Connaissez-vous ces 4 raisons de délaisser le paiement par chèque pour de bon ?

Connaissez-vous ces 4 raisons de délaisser le paiement par chèque pour de bon ?

Depuis que la DGFip a annoncé qu'elle n'accepterait plus dès 2027 le paiement des impôts des contribuables par chèque, la voie a été ouverte vers une digitalisation accrue, aux dépens de ce moyen de paiement scriptural, dont le traitement administratif est devenu coûteux. Découvrez 4 raisons de renoncer au chèque dans l'intérêt des usagers.

Raison n°1 de ne plus payer par chèque : lutter contre la fraude

Le chèque reste aujourd'hui le moyen de paiement le plus exposé à la fraude : il enregistre 70 fois plus de fraudes que le virement (1). Falsification du nom du bénéficiaire, modification du montant, imitation de signatures : les possibilités de détournement sont nombreuses, surtout lorsque le chéquier circule ou est envoyé par courrier.

En cas de vol ou de perte, un chèque peut être dérobé, encaissé par un tiers malveillant ou utilisé pour des paiements frauduleux, parfois difficiles à détecter à temps.

Même si les banques ont renforcé leurs dispositifs de contrôle, la sécurité d'un chèque demeure plus fragile que celle d'un virement ou d'un paiement par carte, qui laissent des traces électroniques immédiates.
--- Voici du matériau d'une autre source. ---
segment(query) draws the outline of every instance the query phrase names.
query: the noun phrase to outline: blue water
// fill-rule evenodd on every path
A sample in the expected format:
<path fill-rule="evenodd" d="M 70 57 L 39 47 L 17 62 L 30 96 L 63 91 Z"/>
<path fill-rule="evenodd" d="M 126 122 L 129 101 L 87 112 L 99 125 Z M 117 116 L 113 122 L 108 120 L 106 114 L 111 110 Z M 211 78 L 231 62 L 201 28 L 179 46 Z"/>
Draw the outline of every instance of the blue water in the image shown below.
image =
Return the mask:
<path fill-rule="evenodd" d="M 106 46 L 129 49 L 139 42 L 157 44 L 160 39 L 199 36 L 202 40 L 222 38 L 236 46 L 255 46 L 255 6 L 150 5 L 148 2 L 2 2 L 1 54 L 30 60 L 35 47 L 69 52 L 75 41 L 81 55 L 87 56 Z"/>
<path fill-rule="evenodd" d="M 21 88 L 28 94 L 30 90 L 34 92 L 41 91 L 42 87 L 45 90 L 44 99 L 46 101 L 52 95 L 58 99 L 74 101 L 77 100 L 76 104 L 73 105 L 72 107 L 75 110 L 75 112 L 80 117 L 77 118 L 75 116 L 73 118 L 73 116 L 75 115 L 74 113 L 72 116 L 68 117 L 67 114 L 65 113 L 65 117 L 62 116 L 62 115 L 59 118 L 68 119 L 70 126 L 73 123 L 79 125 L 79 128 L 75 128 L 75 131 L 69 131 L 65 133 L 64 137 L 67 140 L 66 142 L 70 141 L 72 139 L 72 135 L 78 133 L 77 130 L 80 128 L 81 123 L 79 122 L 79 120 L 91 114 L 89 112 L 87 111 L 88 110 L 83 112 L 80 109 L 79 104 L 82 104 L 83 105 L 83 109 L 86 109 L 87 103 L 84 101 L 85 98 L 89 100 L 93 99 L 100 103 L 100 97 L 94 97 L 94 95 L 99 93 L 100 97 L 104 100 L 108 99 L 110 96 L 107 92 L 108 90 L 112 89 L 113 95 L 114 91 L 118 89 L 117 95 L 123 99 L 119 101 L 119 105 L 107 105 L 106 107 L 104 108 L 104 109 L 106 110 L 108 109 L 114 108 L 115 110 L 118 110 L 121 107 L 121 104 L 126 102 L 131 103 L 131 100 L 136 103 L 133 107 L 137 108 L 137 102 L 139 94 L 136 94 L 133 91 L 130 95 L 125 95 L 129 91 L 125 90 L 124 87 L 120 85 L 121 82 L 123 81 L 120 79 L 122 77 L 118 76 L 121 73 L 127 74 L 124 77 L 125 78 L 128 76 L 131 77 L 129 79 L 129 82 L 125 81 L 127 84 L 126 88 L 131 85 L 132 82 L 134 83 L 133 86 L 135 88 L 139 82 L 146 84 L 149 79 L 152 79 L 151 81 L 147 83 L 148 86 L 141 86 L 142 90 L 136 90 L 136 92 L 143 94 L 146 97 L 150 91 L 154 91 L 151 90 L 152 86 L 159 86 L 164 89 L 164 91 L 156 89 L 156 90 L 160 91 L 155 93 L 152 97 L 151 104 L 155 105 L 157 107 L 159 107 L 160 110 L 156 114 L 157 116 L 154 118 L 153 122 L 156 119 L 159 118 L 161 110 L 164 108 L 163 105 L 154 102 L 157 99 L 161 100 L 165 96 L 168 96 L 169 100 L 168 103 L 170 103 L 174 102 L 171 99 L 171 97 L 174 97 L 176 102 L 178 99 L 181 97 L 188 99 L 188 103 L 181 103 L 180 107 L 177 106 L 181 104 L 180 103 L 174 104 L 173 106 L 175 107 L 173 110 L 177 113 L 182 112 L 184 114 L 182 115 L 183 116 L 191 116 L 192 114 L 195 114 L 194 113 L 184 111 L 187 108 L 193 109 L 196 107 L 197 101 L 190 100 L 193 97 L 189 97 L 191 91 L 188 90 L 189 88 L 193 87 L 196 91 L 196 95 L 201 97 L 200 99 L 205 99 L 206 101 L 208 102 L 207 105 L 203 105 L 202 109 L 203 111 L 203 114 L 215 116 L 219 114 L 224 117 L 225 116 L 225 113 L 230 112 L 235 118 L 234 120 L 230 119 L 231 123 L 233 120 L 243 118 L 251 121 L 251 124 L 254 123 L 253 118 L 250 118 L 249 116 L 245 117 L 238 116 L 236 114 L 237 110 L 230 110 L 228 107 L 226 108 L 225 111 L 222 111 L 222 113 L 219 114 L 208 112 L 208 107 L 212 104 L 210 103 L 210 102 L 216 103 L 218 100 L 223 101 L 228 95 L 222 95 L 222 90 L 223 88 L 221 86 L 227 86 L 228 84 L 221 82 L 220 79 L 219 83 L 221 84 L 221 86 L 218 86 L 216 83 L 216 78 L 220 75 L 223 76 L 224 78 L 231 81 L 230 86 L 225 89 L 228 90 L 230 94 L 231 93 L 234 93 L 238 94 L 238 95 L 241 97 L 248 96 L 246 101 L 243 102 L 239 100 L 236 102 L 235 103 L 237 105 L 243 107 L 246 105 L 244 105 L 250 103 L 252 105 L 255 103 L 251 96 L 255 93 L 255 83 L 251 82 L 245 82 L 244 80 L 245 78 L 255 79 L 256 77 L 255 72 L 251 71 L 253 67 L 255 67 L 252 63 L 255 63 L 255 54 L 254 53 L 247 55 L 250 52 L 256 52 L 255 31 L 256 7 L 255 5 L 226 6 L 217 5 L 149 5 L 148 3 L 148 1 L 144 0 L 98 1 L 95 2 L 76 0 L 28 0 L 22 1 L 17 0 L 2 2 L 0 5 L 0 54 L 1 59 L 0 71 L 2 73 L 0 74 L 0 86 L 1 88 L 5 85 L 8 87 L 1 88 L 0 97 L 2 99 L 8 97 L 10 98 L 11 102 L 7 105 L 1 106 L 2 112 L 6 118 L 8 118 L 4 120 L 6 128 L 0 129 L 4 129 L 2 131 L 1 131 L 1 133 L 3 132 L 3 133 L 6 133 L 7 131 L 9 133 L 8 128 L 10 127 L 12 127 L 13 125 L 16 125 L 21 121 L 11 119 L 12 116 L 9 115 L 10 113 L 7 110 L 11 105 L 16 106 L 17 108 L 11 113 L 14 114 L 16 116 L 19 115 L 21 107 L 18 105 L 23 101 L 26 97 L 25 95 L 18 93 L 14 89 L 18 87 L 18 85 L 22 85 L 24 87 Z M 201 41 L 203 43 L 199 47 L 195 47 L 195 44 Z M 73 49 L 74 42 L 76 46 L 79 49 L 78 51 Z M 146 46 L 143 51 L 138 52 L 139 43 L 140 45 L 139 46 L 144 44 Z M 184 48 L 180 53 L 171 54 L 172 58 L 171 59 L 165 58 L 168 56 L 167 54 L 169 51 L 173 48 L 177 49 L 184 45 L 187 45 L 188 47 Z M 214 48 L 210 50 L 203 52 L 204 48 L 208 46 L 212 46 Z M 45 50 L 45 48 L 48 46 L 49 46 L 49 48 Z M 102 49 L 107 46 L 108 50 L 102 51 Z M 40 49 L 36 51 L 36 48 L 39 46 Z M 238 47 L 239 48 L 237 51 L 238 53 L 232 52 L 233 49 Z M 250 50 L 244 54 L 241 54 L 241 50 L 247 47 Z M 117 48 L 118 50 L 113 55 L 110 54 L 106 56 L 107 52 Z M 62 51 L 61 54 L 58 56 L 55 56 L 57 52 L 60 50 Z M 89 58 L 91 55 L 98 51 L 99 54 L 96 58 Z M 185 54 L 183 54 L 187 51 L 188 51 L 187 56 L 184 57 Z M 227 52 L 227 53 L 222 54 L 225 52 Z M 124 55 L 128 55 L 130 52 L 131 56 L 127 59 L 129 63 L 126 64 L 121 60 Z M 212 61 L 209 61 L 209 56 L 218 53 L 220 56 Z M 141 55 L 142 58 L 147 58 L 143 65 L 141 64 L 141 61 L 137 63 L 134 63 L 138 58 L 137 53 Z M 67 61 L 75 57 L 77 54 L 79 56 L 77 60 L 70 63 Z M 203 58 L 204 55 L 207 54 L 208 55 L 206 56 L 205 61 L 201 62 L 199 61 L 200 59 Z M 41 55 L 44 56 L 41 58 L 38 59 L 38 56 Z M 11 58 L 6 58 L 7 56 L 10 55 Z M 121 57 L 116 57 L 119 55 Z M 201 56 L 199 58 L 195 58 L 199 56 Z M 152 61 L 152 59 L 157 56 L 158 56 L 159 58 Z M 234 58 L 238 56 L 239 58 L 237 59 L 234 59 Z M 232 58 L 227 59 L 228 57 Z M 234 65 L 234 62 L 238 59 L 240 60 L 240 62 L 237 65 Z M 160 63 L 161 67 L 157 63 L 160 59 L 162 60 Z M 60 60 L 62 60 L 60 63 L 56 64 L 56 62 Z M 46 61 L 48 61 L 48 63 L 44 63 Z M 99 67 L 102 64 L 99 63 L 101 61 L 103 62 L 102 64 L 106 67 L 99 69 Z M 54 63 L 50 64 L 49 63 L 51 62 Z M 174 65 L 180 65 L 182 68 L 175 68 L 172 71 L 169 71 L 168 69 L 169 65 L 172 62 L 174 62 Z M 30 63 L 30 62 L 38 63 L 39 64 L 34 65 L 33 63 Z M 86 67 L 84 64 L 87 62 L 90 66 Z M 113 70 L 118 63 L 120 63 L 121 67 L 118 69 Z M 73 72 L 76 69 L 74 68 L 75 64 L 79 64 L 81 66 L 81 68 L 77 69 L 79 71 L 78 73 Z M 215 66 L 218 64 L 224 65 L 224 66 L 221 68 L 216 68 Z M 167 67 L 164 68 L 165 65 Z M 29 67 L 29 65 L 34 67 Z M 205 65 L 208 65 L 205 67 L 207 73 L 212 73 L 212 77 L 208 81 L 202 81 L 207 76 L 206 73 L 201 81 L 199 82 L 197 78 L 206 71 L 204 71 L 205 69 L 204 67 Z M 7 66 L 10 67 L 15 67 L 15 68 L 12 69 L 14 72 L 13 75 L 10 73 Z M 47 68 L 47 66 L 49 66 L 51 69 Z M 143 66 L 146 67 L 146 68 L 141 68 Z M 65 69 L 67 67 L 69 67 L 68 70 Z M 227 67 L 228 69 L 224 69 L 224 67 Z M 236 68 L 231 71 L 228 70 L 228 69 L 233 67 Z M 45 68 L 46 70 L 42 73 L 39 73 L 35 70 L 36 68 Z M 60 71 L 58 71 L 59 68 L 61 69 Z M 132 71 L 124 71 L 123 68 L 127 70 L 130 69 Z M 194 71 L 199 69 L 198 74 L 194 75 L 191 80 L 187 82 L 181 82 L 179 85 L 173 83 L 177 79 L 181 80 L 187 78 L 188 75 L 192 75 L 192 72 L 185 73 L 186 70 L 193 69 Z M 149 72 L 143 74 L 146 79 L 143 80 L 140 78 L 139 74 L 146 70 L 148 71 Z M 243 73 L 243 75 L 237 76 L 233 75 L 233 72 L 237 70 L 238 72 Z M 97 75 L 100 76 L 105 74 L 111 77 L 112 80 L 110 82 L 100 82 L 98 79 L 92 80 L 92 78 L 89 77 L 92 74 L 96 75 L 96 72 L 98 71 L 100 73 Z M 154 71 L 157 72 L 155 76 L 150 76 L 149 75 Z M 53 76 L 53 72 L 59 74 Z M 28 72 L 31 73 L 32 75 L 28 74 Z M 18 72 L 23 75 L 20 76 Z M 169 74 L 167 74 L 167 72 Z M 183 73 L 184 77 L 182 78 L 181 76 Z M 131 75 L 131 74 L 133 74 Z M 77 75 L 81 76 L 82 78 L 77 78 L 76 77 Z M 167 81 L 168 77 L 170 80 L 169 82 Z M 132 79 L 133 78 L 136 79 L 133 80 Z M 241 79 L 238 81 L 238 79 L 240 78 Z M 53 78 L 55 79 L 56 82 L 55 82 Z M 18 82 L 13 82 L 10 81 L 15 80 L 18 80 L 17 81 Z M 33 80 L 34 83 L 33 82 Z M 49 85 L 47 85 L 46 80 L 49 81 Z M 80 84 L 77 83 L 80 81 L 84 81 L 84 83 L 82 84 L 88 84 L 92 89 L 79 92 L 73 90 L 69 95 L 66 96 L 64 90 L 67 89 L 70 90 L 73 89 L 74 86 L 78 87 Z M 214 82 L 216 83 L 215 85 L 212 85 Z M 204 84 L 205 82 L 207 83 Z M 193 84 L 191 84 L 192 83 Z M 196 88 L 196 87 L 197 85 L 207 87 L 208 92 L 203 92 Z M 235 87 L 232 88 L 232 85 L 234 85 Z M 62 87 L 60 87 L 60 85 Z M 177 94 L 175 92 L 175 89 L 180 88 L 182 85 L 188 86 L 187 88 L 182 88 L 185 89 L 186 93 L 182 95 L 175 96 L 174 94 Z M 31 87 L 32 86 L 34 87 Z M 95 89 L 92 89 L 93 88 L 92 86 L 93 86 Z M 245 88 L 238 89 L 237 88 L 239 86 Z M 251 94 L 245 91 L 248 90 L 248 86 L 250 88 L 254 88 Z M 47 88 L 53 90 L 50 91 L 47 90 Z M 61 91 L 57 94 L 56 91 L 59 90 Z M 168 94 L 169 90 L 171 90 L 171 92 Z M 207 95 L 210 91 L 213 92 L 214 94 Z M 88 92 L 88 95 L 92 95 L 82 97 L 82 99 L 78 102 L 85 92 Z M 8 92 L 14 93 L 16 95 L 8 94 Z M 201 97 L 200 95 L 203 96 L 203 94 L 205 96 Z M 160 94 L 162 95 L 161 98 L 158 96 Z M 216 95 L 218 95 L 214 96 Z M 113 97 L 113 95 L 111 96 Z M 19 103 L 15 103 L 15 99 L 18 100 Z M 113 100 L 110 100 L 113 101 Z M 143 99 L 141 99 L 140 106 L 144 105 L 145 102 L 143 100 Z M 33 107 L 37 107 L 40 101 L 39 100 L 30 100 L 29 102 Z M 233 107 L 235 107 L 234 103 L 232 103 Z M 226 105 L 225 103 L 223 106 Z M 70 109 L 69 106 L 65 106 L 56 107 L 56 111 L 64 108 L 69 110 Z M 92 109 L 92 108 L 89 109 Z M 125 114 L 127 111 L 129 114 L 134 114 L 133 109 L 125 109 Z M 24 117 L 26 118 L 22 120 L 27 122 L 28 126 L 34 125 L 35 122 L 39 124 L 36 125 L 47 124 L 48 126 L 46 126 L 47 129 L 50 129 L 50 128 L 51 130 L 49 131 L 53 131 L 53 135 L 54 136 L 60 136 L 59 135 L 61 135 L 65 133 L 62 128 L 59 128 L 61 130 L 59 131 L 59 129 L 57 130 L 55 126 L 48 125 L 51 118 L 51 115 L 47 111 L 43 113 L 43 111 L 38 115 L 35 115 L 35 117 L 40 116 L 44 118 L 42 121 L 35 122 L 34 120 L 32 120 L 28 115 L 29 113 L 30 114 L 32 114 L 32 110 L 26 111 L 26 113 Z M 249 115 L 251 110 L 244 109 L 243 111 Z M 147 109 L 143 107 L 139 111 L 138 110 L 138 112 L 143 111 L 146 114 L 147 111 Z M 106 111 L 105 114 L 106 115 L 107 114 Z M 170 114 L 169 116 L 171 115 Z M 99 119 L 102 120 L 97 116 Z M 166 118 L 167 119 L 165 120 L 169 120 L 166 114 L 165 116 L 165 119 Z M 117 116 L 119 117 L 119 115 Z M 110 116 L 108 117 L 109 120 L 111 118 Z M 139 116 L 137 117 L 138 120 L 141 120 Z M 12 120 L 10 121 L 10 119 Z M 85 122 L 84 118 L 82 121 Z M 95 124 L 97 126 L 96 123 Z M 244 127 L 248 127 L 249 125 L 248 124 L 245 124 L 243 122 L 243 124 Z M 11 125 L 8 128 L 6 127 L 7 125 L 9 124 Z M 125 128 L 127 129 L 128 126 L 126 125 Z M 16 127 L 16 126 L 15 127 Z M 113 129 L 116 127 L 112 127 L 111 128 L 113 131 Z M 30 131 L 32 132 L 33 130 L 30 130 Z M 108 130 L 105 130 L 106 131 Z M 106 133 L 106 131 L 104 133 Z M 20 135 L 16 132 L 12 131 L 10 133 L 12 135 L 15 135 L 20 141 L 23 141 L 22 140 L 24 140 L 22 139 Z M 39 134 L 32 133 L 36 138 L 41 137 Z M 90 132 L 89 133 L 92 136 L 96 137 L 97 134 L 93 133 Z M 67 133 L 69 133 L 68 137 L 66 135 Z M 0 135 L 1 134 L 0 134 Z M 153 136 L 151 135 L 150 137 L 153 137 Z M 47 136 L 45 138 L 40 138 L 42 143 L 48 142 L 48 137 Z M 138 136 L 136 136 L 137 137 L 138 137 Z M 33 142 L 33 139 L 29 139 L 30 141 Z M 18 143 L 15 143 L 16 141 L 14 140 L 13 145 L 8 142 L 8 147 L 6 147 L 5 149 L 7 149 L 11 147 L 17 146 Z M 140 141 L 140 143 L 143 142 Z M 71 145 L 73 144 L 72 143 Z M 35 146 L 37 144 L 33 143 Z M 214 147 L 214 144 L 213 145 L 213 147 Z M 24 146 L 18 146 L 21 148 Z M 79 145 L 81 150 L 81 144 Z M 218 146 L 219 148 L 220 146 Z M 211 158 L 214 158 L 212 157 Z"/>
Renoncer progressivement au chéquier, c'est donc réduire le risque de fraude sur son compte et simplifier le suivi de ses paiements.

Dans quelles situations le paiement par chèque est-il encore pratiqué ? Des professionnels du tourisme (réservation de vacances), des clubs de sport et associations (cotisation, licence), des bailleurs (caution) ou certains professionnels de santé non équipés d'un terminal de paiement électronique peuvent encore demander (ou accepter) le paiement par chèque pour la rémunération de leurs activités ou comme garantie. À chacun de vérifier le mode de paiement en vigueur, avant toute contractualisation.

Raison n°2 : réduire son impact environnemental et les surcoûts

Au-delà de la sécurité, continuer à utiliser son chéquier a aussi un coût environnemental. Chaque chèque implique du papier, de l'encre, une impression et souvent une enveloppe pour l'envoi. À cela s'ajoutent le transport postal et les frais d'affranchissement, qui alourdissent le coût global de ce moyen de paiement.

À l'inverse, un paiement par virement, notamment via les services en ligne, évite la production de supports physiques et limite les déplacements. Diminuer le recours au chèque et au chéquier contribue donc à réduire l'empreinte carbone de ses opérations bancaires, tout en réalisant des économies sur les coûts postaux.

Le saviez-vous ? Pour la DGFiP qui collecte les impôts, le coût unitaire de traitement de chaque chèque s'élève en moyenne à 2,50 euros, d'où sa décision de proposer une solution européenne de paiement instantané à horizon 2027-2028 (1).

À lire aussi | Fin programmée du chèque au Trésor public : quels impacts pour les usagers ?

Raison n°3 : améliorer le délai d'encaissement

Le chèque implique toujours des délais incompressibles : préparation, envoi, réception, contrôle, puis enregistrement au crédit du compte. De plus, un chèque est endossable dans les 12 mois au maximum, ce qui entretient une incertitude sur le moment exact du débit.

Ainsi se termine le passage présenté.